Single by Zach Top

from the album Ain't in It for My Health
- Released: January 2026
- Recorded: Sound Stage Studios (Nashville, Tennessee)
- Genre: Neotraditional country
- Length: 3:41
- Label: Leo33
- Songwriters: Carson Chamberlain; Mark Nesler; Zach Top;
- Producer: Carson Chamberlain

Zach Top singles chronology
| "Good Times & Tan Lines" (2025) | "South of Sanity" (2026) |  |

= South of Sanity (song) =

"South of Sanity" is a song recorded by American country music singer Zach Top. It was released in January 2026 as the second single from his second studio album, Ain't in It for My Health. Top co-wrote the song with Carson Chamberlain and Mark Nesler, and was produced by Chamberlain.
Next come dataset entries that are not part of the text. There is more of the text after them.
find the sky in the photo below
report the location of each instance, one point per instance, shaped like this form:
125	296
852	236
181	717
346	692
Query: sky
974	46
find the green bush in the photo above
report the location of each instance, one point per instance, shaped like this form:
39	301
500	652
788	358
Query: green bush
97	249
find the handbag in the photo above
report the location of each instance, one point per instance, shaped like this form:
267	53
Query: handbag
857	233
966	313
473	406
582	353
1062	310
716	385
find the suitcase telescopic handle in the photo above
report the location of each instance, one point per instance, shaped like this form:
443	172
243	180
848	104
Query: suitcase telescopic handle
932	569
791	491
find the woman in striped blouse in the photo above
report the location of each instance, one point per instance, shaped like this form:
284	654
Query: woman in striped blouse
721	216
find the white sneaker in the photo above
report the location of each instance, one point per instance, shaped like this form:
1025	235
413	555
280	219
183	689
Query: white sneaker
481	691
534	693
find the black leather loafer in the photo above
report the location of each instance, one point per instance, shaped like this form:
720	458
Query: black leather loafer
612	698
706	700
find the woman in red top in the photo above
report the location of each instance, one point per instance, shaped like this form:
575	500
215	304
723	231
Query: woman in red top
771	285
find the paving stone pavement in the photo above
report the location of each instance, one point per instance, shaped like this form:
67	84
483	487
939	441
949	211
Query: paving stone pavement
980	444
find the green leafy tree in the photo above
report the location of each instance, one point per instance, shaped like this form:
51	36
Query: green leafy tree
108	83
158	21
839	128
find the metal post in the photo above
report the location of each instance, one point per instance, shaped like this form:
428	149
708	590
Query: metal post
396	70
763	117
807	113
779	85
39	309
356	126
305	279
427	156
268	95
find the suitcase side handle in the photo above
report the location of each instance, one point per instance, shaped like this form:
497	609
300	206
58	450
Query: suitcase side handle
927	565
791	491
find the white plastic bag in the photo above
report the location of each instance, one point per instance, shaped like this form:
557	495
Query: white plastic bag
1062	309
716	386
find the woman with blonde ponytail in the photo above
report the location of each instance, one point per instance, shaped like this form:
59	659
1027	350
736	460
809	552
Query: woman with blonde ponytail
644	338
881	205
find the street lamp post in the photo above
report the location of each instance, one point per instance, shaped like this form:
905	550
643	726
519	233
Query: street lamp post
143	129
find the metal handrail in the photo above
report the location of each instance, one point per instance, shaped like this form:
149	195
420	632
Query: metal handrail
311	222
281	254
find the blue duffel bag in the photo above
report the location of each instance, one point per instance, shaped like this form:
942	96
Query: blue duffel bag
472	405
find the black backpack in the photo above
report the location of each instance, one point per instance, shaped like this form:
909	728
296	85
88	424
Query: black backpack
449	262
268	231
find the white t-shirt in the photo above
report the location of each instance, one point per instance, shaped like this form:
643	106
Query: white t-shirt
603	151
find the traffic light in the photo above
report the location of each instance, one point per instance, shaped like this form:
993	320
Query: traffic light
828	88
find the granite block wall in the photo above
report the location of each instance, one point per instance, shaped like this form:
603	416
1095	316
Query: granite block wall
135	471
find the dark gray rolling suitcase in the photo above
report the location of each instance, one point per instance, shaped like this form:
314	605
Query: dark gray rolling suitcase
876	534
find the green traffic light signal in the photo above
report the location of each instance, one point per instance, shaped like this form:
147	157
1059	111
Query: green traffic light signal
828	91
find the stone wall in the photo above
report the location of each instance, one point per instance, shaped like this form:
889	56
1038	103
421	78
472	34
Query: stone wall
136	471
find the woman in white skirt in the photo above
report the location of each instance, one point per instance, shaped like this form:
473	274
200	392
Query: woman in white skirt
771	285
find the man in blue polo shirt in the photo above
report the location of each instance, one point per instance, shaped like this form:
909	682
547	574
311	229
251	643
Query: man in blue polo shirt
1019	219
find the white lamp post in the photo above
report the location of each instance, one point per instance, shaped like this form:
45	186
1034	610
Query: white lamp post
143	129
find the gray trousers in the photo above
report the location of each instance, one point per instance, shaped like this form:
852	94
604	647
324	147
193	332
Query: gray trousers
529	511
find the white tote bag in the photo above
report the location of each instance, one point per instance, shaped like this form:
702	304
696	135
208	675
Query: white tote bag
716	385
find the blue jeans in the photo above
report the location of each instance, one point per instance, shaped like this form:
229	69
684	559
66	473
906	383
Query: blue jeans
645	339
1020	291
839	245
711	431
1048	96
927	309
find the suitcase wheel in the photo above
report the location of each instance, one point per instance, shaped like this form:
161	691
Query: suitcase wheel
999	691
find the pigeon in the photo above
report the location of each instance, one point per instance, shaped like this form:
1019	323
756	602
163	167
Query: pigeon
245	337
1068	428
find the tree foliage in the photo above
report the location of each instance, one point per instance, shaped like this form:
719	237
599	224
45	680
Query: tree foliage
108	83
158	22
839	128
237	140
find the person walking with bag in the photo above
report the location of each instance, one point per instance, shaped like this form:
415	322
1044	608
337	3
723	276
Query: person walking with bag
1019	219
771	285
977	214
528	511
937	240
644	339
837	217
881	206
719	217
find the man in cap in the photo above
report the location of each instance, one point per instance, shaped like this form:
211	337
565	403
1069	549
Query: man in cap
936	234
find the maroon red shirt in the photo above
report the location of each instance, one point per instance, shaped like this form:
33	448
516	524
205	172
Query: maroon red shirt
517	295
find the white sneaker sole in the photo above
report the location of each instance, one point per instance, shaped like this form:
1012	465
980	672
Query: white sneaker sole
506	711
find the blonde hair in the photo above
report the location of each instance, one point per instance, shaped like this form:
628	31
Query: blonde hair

==Background and composition==
Top announced the song as a promotional single by sharing an acoustic teaser the night before its release, captioned simply: "New one comin in hot."

==Critical reception==
"South of Sanity" was praised by critics. Holler called it "an emotional single that will have you sitting at your window, crying, looking at the rain," noting the song's powerful juxtaposition to Top's previous release. Rolling Stone praised the track's "pristine production" and called it "a slice of slick and satisfying Eighties balladry." Whiskey Riff highlighted it as "some of Top's best work yet," remarking on its cautionary tale of love list in the grind of a musician's life. Country Thang Daily described Top as "the mainstream's saving grace" and asserted that "South of Sanity" "proves once again that he's not here to chase trends. He's here to keep country country."

==Credits and personnel==
Credits adapted from Tidal.

- Zach Top – lead vocals, background vocals
- Tommy Harden – drums, percussion
- Jimmy Carter – bass guitar
- Brent Mason – electric guitar
- Scotty Sanders – pedal steel guitar
- Andy Leftwich – acoustic guitar
- Gary Prim – keyboards
- Carson Chamberlain – production
- Matt Rovey – mixing, engineering
- Ken Love – mastering
- Jason Campbell – production assistance
- Will Kienzle – engineering assistance

==Charts==

Chart performance for "South of Sanity"
| Chart (2025–2026) | Peak position |
|---|---|
| Canada Hot 100 (Billboard) | 89 |
| Canada Country (Billboard) | 22 |
| US Billboard Hot 100 | 71 |
| US Country Airplay (Billboard) | 13 |
| US Hot Country Songs (Billboard) | 23 |

== Certifications ==

Certifications for "South of Sanity"
| Region | Certification | Certified units/sales |
| Canada (Music Canada) | Gold | 40,000^{‡} |
| United States (RIAA) | Gold | 500,000^{‡} |
^{‡} Sales+streaming figures based on certification alone.